In order to promote spiritual growth, conventuals had to mortify their wills and their bodies. During the chapter of faults, a weekly meeting where transgressions of the rules and constitutions were confessed, religious were given punishments for misdemeanours such as sleeping in or accidentally breaking something. Punishments ranged from extra washing up duties to strict fasting or an extra portion of self-flagellation. In order to practise humility, in addition to the chapter of faults there were the so-called refectory penances (refectory = dining room), such as kissing the feet of all the fellow religious. The body could be mortified by eating bitter herbs that affected the sense of taste and removed all pleasure in eating. In addition, some religious wore a cilice (an iron chain with spikes) and self-flagellation took place on a structural basis in all Dutch monasteries and convents.

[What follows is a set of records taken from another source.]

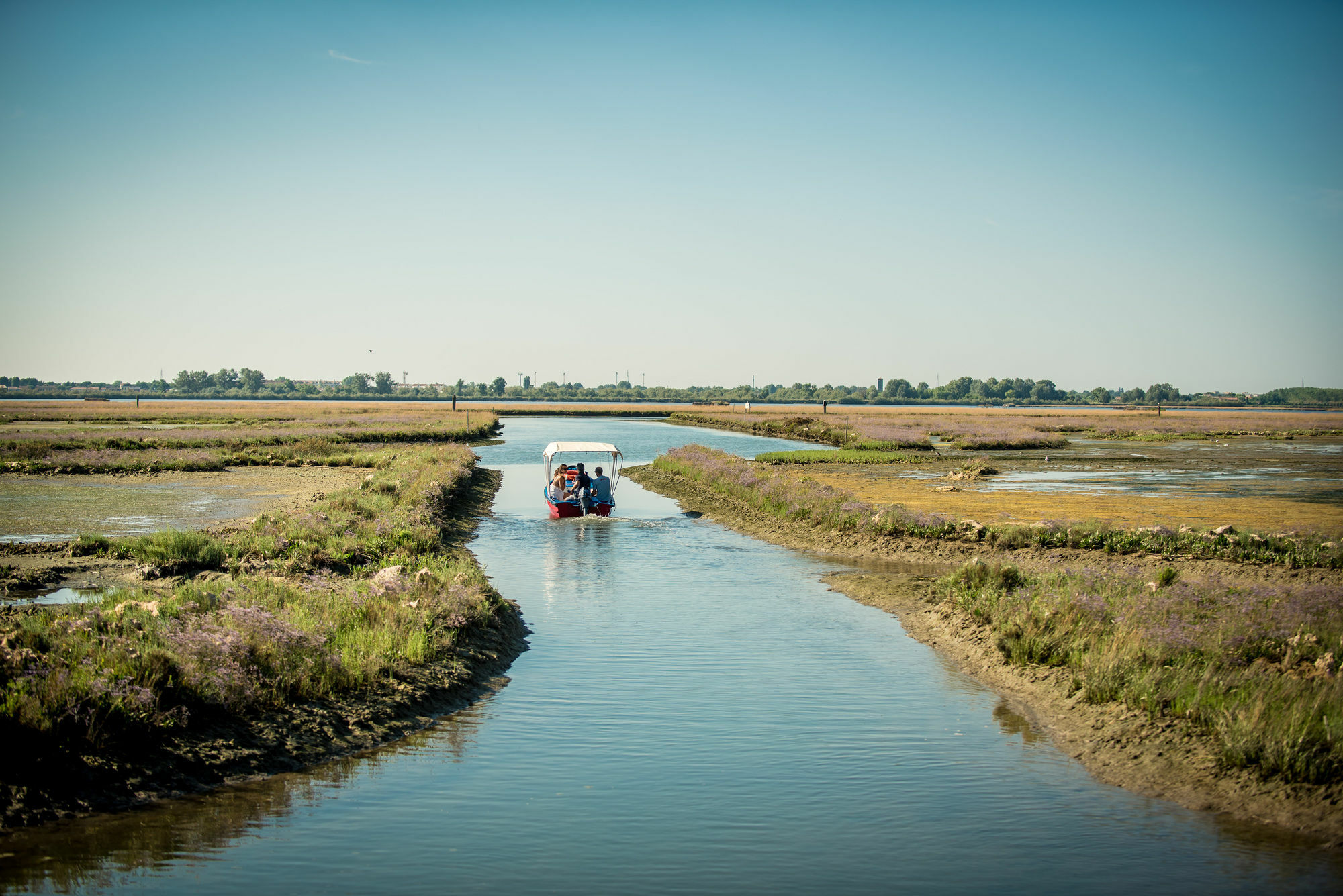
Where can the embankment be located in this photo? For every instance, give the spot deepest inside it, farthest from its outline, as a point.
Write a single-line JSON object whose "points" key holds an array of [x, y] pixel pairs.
{"points": [[48, 776], [1158, 757]]}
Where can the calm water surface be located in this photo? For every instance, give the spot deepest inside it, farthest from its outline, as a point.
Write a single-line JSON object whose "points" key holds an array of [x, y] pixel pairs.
{"points": [[696, 714]]}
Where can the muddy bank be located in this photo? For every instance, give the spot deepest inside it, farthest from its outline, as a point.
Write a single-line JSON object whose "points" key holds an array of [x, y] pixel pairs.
{"points": [[40, 784], [1162, 758]]}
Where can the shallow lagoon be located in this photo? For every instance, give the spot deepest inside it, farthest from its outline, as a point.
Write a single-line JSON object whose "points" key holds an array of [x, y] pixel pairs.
{"points": [[696, 714]]}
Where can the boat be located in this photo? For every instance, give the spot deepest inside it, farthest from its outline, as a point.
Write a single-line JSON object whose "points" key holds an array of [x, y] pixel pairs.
{"points": [[566, 509]]}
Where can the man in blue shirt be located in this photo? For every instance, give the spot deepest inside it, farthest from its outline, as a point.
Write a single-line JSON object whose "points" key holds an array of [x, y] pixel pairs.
{"points": [[602, 489], [584, 490]]}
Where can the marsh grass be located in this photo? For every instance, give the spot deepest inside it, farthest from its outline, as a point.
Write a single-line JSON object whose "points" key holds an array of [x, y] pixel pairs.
{"points": [[1254, 666], [1011, 428], [287, 626], [840, 456], [793, 495], [75, 440]]}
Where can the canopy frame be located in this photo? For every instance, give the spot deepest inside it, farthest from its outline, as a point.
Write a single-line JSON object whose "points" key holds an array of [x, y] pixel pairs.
{"points": [[586, 448]]}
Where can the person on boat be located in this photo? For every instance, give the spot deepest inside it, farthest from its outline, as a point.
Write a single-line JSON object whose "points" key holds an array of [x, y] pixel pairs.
{"points": [[584, 490], [602, 489], [555, 494]]}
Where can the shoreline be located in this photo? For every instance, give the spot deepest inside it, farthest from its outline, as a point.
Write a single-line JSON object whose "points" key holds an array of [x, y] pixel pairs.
{"points": [[229, 749], [1161, 758]]}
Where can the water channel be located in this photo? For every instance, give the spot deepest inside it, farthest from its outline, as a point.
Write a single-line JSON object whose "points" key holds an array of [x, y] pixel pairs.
{"points": [[698, 713]]}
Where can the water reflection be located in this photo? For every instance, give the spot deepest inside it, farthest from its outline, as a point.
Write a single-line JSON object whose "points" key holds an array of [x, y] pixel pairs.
{"points": [[696, 713], [1011, 722], [105, 852]]}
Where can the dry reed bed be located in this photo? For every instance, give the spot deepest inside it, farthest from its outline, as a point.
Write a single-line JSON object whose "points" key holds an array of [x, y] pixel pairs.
{"points": [[1005, 430]]}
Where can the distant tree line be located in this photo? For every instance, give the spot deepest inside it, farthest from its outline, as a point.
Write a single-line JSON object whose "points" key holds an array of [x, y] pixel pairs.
{"points": [[248, 383]]}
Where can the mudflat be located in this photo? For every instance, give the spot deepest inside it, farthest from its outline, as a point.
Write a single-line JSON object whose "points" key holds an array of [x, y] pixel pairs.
{"points": [[1156, 757]]}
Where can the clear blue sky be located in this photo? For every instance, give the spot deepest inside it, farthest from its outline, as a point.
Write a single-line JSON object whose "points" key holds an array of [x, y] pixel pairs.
{"points": [[1098, 193]]}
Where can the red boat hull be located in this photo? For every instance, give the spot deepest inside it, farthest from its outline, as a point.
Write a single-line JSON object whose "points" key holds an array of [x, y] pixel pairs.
{"points": [[566, 509]]}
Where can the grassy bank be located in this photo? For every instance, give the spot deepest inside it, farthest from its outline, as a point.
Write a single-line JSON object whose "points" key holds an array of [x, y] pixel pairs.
{"points": [[76, 440], [1007, 428], [839, 456], [794, 497], [343, 600], [1254, 667]]}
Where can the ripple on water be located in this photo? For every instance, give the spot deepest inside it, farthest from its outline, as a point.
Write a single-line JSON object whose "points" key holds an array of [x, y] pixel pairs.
{"points": [[698, 713]]}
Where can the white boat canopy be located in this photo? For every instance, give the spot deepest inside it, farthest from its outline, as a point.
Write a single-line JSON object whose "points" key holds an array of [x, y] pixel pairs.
{"points": [[586, 448], [581, 447]]}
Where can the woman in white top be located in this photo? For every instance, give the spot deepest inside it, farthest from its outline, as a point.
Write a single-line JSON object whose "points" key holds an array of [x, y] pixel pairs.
{"points": [[555, 494]]}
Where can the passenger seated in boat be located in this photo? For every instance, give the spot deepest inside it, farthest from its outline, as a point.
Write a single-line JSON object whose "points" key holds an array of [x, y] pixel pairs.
{"points": [[557, 494], [602, 489], [582, 490]]}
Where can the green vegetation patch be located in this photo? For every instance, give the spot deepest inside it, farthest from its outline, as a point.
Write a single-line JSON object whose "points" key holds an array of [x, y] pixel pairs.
{"points": [[839, 456], [151, 660], [1254, 666], [798, 498]]}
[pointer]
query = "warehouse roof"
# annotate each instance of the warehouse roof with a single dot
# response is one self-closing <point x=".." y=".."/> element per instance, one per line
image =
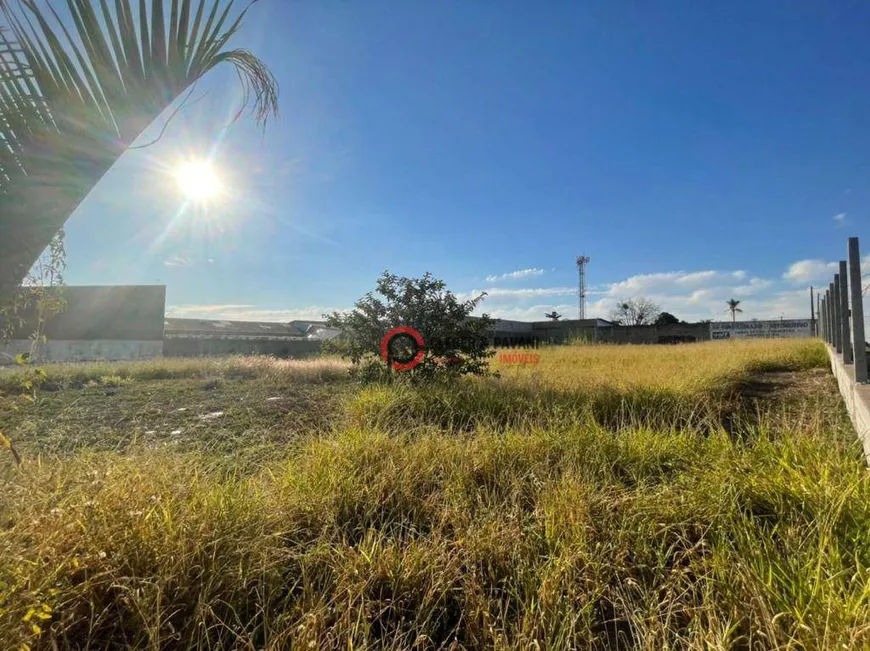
<point x="208" y="328"/>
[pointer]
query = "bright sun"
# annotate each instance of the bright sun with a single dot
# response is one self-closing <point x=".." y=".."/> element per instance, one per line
<point x="198" y="181"/>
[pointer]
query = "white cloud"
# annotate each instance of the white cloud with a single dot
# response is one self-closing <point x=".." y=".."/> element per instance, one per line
<point x="249" y="312"/>
<point x="514" y="275"/>
<point x="176" y="261"/>
<point x="680" y="281"/>
<point x="499" y="294"/>
<point x="691" y="296"/>
<point x="531" y="313"/>
<point x="807" y="271"/>
<point x="754" y="286"/>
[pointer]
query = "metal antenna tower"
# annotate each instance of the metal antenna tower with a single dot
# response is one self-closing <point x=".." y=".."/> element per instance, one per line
<point x="582" y="261"/>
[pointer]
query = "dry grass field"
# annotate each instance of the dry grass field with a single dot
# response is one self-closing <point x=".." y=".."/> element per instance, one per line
<point x="685" y="497"/>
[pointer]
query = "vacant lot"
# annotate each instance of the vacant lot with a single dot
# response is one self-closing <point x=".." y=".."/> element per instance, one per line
<point x="696" y="496"/>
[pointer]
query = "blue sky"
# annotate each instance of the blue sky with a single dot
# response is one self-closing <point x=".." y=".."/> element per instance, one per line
<point x="694" y="150"/>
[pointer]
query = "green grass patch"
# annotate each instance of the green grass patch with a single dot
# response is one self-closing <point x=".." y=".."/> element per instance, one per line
<point x="507" y="513"/>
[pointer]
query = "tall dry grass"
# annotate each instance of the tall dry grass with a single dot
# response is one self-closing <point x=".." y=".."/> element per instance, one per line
<point x="507" y="533"/>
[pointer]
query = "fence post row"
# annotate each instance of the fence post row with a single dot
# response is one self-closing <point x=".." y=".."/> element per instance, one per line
<point x="829" y="318"/>
<point x="846" y="334"/>
<point x="860" y="348"/>
<point x="838" y="322"/>
<point x="823" y="329"/>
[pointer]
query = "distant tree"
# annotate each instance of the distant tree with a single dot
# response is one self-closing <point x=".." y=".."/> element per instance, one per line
<point x="666" y="318"/>
<point x="732" y="307"/>
<point x="453" y="342"/>
<point x="635" y="311"/>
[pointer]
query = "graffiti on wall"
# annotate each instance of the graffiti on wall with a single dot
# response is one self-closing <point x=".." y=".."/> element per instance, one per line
<point x="768" y="329"/>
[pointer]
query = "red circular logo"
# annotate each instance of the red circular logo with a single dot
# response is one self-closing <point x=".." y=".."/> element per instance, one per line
<point x="403" y="363"/>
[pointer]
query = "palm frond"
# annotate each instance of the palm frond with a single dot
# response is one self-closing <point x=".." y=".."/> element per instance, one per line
<point x="75" y="94"/>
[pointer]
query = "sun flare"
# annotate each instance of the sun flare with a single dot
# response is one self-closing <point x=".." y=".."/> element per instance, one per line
<point x="198" y="181"/>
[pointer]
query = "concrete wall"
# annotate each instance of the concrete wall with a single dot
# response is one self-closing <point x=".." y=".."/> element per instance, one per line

Novice religious were apparently not often aware of these practices, it appears. Bosgraaf: ‘It was shrouded in secrecy, a forbidden topic. Novices certainly expected a strongly disciplined life but thought that self-flagellation was something medieval, just as many people nowadays think. That was and is a misconception.’ Some religious found the practices spiritually beneficial and regarded mental and physical mortification as a way of practising humility before God. The majority, however, did not see the point of such practices and only experienced humiliation.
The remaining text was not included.